Who’s being elitist? A debate about the enregisterment of Singlish

LMS_2023-09-15
15 Sep 2023 03.30 PM - 05.00 PM Alumni, Current Students, Industry/Academic Partners, Prospective Students, Public
Organised by:
Francesco Cavallaro

This paper is a rejoinder to Lee (2023) who makes certain claims about the enregisterment of Singlish via a case study of ‘Spiaking Singlish’. In challenging Lee’s key claim that ‘Spiaking Singlish’ deploys a form of elitist language, I argue that the Singlish features in the book need not demand a ludic reading and actually draws from everyday practices. Accordingly, enregisterment ought to be understood as a diachronic and evolving process in the vein of Butler’s (1999) notion of sedimentation. Moreover, Lee’s characterization of the ‘monolectal Singlish user’ is classist and reductionist, unsupported by recent research and census data. Consequently, ‘Spiaking Singlish’ need not be seen as an elitist work, but as contributing to ever-changing attitudes towards Singlish in the public sphere. This paper is an alternative iteration to Lee’s (2023) that has implications for the way we understand enregisterment in Singapore and choose to represent it as a process. 

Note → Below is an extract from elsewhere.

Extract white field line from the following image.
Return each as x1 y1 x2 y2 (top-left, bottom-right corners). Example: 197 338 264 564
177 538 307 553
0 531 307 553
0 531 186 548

Luke Lu is currently Assistant Professor of Linguistics and Multilingual Studies, Nanyang Technological University, Singapore. Before academia, Luke was a secondary school teacher for five years. He is primarily interested in approaches to interactional sociolinguistics and ethnography, pertaining to issues such as transnational mobility, education, language rights, language planning and policy, and ethnicity. His most recent projects involve examining the pedagogical value of Singlish in ELT classrooms, as well as recovering a grassroots and transnational history of Chinese language reforms in Singapore.